Correlation of Macroscopic Surface Tension and Microscopic Surface Composition of Binary Ionic Liquid Mixtures with Common Cations and Anions of Different Size

We investigated the surface tension and surface composition of binary ionic liquid (IL) mixtures of ILs sharing the same cation. As model system, binary mixtures of 1-ethyl-3-methylimidazolium acetate ([C₂C₁Im][OAc], molar volume: 154.4 cm³·mol^–1 at 293 K) and 1-ethyl-3-methylimidazolium bis(trifluoromethylsulfonyl)imide ([C₂C₁Im][Tf₂N], molar volume: 256.2 cm³·mol^–1 at 293 K), with very different surface tensions, and with anions of very different chemical structure and size were studied over the whole composition range. The surface tension was obtained by pendant-drop (PD) measurements in the presence of 0.1 MPa argon between 294 and 323 K, and the surface composition was determined by angle-resolved photoelectron spectroscopy (ARXPS) in ultrahigh vacuum at 293 K. The ARXPS results reveal a strong preferential enrichment of [C₂C₁Im][Tf₂N] at the vacuum–liquid interface of the binary mixtures, which is more pronounced at lower [C₂C₁Im][Tf₂N] bulk contents. This microscopic behavior is reflected in the macroscopic surface tensions, which are significantly lower than calculated assuming a linear mixing behavior based on the bulk composition.
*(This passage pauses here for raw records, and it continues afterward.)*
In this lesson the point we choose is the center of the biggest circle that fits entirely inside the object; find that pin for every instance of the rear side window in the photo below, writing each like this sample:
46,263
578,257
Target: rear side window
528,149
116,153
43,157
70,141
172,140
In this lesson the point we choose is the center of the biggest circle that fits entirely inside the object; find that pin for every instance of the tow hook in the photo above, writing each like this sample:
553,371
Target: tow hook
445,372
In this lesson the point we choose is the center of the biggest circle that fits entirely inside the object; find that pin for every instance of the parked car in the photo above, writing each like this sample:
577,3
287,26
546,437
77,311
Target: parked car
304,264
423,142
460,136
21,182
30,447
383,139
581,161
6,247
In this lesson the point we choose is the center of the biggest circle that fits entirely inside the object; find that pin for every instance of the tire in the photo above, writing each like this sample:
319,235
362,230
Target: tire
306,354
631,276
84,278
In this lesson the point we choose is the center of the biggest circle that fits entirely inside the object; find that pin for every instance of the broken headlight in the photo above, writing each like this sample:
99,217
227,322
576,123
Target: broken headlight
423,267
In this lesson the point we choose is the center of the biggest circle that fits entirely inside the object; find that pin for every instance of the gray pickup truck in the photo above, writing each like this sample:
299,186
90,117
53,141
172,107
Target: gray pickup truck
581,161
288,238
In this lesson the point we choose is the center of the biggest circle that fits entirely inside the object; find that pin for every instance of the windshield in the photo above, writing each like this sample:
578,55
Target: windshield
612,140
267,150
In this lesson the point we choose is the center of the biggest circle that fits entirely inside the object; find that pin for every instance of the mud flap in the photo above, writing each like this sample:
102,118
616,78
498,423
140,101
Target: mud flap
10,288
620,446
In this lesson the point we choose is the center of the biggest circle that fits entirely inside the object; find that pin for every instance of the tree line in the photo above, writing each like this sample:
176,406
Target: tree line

A previously developed prediction model to correlate the surface tension with the molar surface composition yields deviations of more than 5% from the measured values, which we attribute to the strongly different sizes of the anions. By accounting for the surface areas occupied by the ILs, we present an improved new model which describes the experimental data very well within 1.4%.